Luise Zietz | 1865 – 1922
Seit kurzem gibt es in Neufreimann die Luise-Zietz-Straße, benannt nach der Politikerin und ersten Frau, die in Deutschland in einen Parteivorstand gewählt wurde. Luise Zietz war politisch für die SPD und USPD aktiv. Sie gehörte der Weimarer National-versammlung an.
Dass Luise Zietz überhaupt als erste Frau in einen Parteivorstand gewählt wurde, hängt auch mit den machterhaltenden Mechanismen des männlich geprägten Gremiums zusammen: Die Wahl von Zietz verhinderte, dass Clara Zetkin – eine weitaus radikalere und überaus gut vernetzte Kandidatin – in den Vorstand einzog. So wurde eine Frau gegen die andere ausgespielt.
Bis 1908 war politische Arbeit für Frauen gefährlich. Veranstaltungen von Zietz wurden verboten, sie hatte Geldstrafen zu zahlen und Gefängnisstrafen abzusitzen. All dies hielt sie nicht davon ab, sich für bessere Lebensbedingungen von Arbeitern und Frauen einzusetzen.

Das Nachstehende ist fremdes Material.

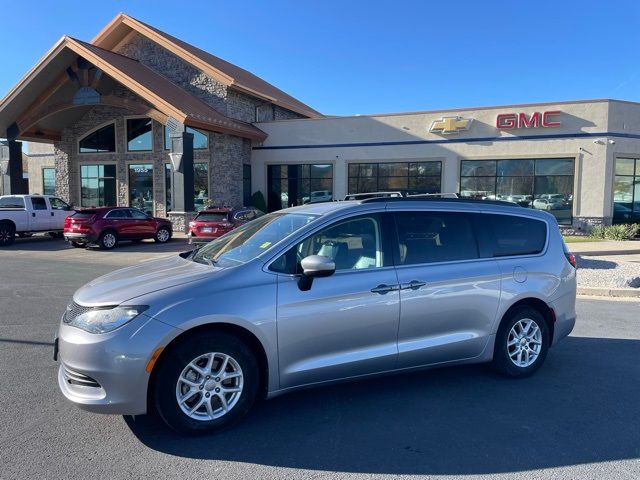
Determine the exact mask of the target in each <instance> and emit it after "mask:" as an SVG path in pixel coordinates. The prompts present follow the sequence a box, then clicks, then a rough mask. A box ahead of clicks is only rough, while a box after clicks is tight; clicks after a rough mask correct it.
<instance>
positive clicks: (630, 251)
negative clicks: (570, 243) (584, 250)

In Freimann wurde 1918 ein Flugblatt, das zur Revolution aufrief, gefunden – mitunterschrieben von Luise Zietz. Schon im Januar 1918 warnte die Freimanner Gendarmerie in einem Bericht vor der Agitation durch „meist norddeutsche Elemente und Weiber“. Im November beteiligten sich tatsächlich etliche Frauen an der Revolution, die von den Kruppwerken in Freimann ausging und den Umsturz in Bayern zur Folge hatte.
Damit hat Luise Zietz weit mehr Verbindung mit Freimann als nur die Benennung eines Straßennamens.